Good visualisations, of course, have many more components. Remember Tufte’s six design principles (2006):

Show comparisons, contrasts, differences.
Show causality, mechanism, explanation, systematic structure.
Show multivariate data; that is, show more than 1 or 2 variables.
Completely integrate words, numbers, images, diagrams.
Thoroughly describe the evidence. Provide a detailed title, indicate the authors and sponsors, document the data sources, show complete measurement scales, point out relevant issues.
Analytical presentations ultimately stand or fall on the quality, relevance, and integrity of their content.

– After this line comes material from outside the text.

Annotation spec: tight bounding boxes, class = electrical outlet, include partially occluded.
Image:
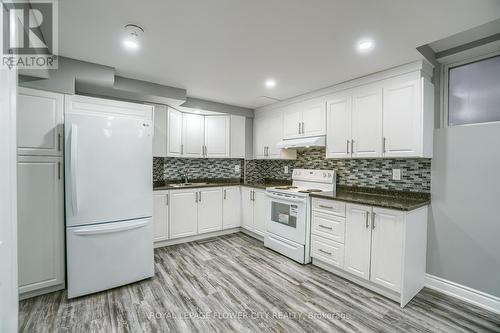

awards |>                    # Start with awards.
  mutate(
    Mode = ifelse(Mode == 0, "Minor", "Major")
  ) |>
  ggplot(                     # Set up the plot.
    aes(
      x = Valence,
      y = Energy,
      size = Loudness,
      colour = Mode
    )
  ) +
  geom_point() +              # Scatter plot.
  geom_rug(linewidth = 0.1) + # Add 'fringes' to show data distribution.
  geom_text(                  # Add text labels from above.
    aes(
      x = Valence,
      y = Energy,
      label = Label
    ),
    data = 
      tibble(
        Label = c("Wacht op mij", "Soft Spine"),
        Category = c("Edisons", "Grammys"),
        Valence = c(0.271, 0.128),
        Energy = c(0.166, 0.997)
      ),
    colour = "black",         # Override colour (not mode here).
    size = 3,                 # Override size (not loudness here).
    hjust = "left",           # Align left side of label with the point.
    vjust = "center",         # Align vertical centre of label with the point.
    nudge_x = 0.04            # Nudge the label slightly right.
  ) +
  facet_wrap(~ Category) +    # Separate charts per playlist.
  scale_x_continuous(         # Fine-tune the x axis.
    limits = c(0, 1),
    breaks = c(0, 0.50, 1),   # Use grid-lines for quadrants only.
    minor_breaks = NULL       # Remove 'minor' grid-lines.
  ) +
  scale_y_continuous(         # Fine-tune the y axis in the same way.
    limits = c(0, 1),
    breaks = c(0, 0.50, 1),
    minor_breaks = NULL
  ) +
  scale_colour_brewer(        # Use the Color Brewer to choose a palette.
    type = "qual",            # Qualitative set.
    palette = "Paired"        # Name of the palette is 'Paired'.
  ) +
  scale_size_continuous(      # Fine-tune the sizes of each point.
    trans = "exp",            # Use an exp transformation to emphasise loud.
    guide = "none"            # Remove the legend for size.
  ) +
  theme_light() +             # Use a simpler theme.
  labs(                       # Make the titles nice.
    x = "Valence",
    y = "Energy",
    colour = "Mode"
  )

Instructions

Search in Spotify for QmusicNL’s four decade-based playlists:

Q-top 500 van de 80s,
Q-top 500 van de 90s,
Q-top 500 van de 00s, and
Q-top 500 van de 10s.

Choose any two decades you want to compare, and make the best visualisation you can that shows the differences between the two decades. Also choose a member of your group who will be prepared to share their screen at the end of the breakout and show off your results. But above all, help each other so that every member of your group leaves with some working code.

Start simple, and gradually add details like the ones in the fancy final example.